Not so, said Chivers. The tribe may have replaced him as president but it does not own a majority share of EnviroSolutions and it does not own the recycling plant, Chivers said. Further, Chivers said that he and L.E.&B., not the tribe, covered the payroll checks that bounced.
L.E.&B. entered into a partnership with the tribe in 1993 to build a recycling facility, which the tribe viewed as an ideal way to bring some long-term revenue to the economically depressed tribe. Tooele County contracts with L.E.&B. to take its municipal garbage, paying the company $16 per ton. After removing the recyclables, L.E.&B. ships the waste on to the ECDC Environmental landfill in Carbon County.
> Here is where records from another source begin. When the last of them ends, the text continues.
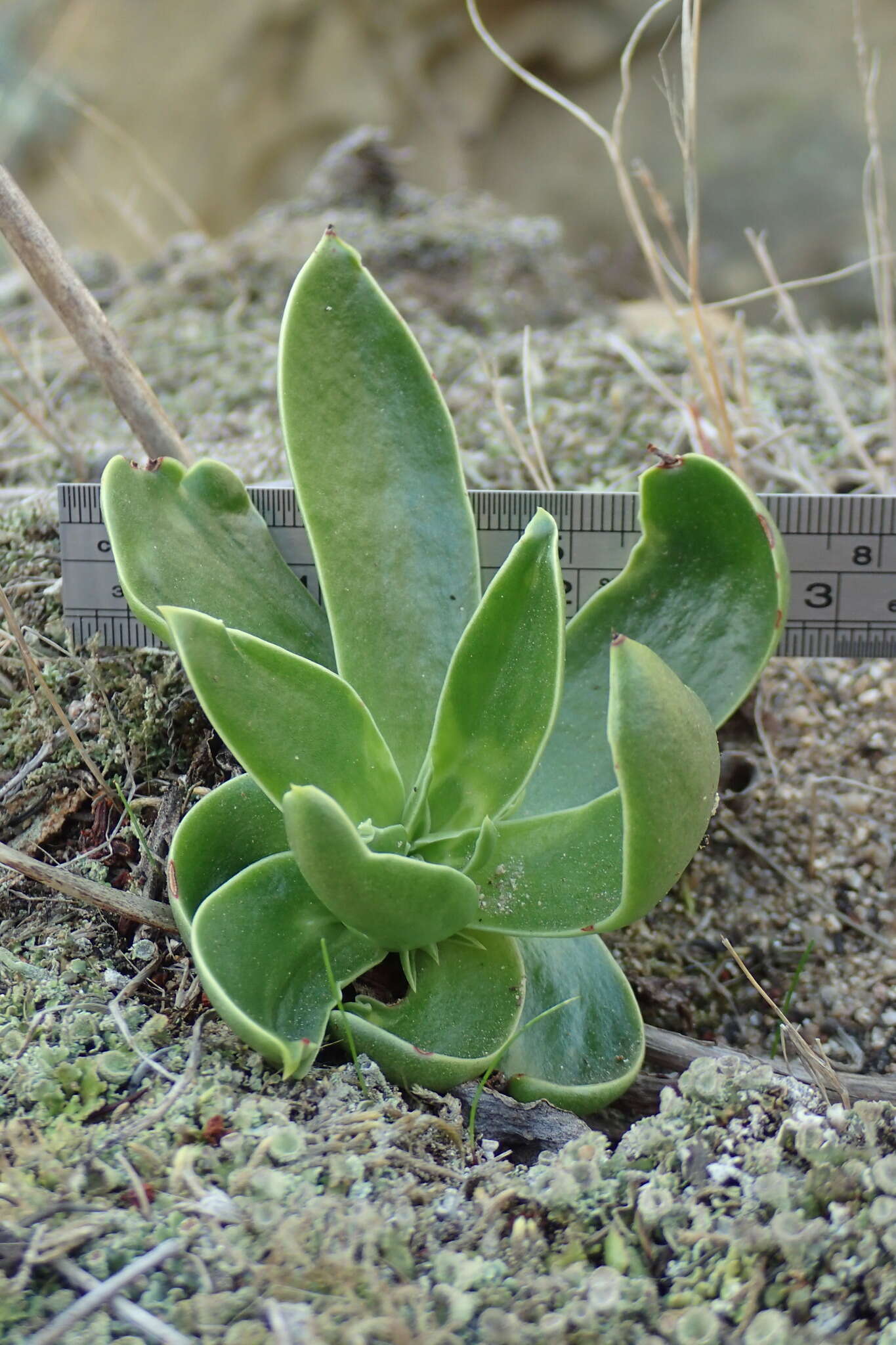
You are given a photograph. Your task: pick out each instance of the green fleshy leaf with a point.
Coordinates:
(608, 862)
(257, 946)
(706, 586)
(501, 692)
(398, 902)
(457, 1021)
(555, 875)
(227, 830)
(379, 483)
(286, 720)
(587, 1053)
(200, 542)
(667, 761)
The Indians were supposed to have invested $2.7 million with L.E.&B. for the construction project and then EnviroSolutions would eventually purchase the entire facility, with the Indians having the option to buy out the majority share of the company, Chivers said.
However, the tribe came up with only $810,000, he said.
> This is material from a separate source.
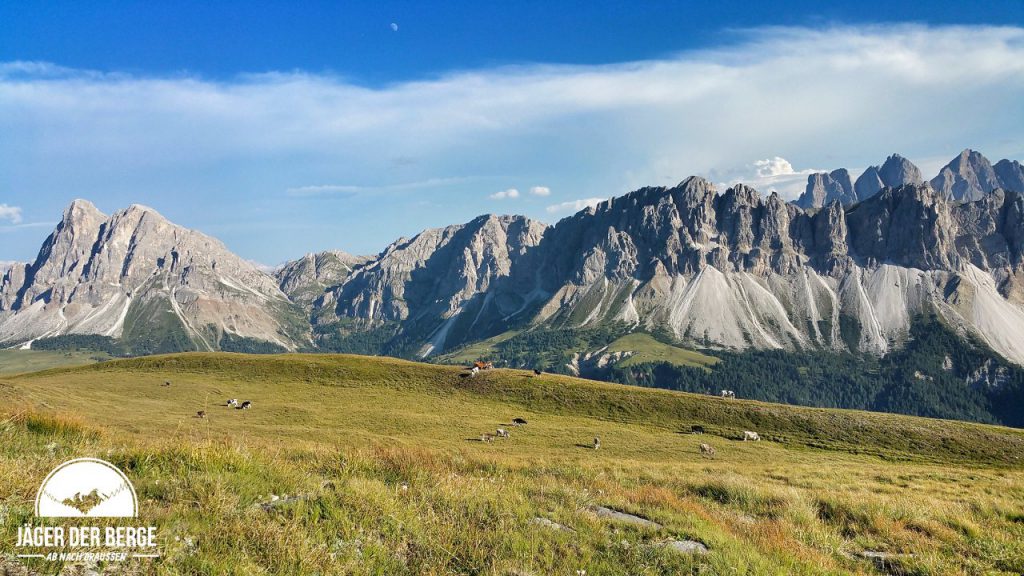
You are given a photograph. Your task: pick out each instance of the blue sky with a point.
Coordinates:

"We had a group of people making a lot of promises to us," Chivers said. "We followed them down the garden path and here we are. They have overstated. They have not performed. They are not everything they pretend to be.
"All of it has created big problems for L.E.&B."
Chivers said the tribe's failure to deliver on its financial promises got L.E.&B. in trouble with its creditors on the construction project, forcing it into bankruptcy. Chivers said he is currently trying to woo another company to rescue L.E.&B. from its $2 million debt.
"It sounds like a pretty messy situation and the tribe could be in a very insecure position with regards to its investment," said Battle.
Quintana insists that the tribe and its business ventures are sound. The tribe is still intending to build a $30 million tissue and paper recycling plant next to the existing recycling facility, which he says is "really going to do well."
The tribe is also negotiating with the federal government to locate a storage facility for spent fuel rods from the nation's nuclear power plants.
That proposal has been vigorously opposed by environmental groups and Utah Gov. Mike Leavitt, who has said he does not want any high-level nuclear waste to be disposed of in Utah.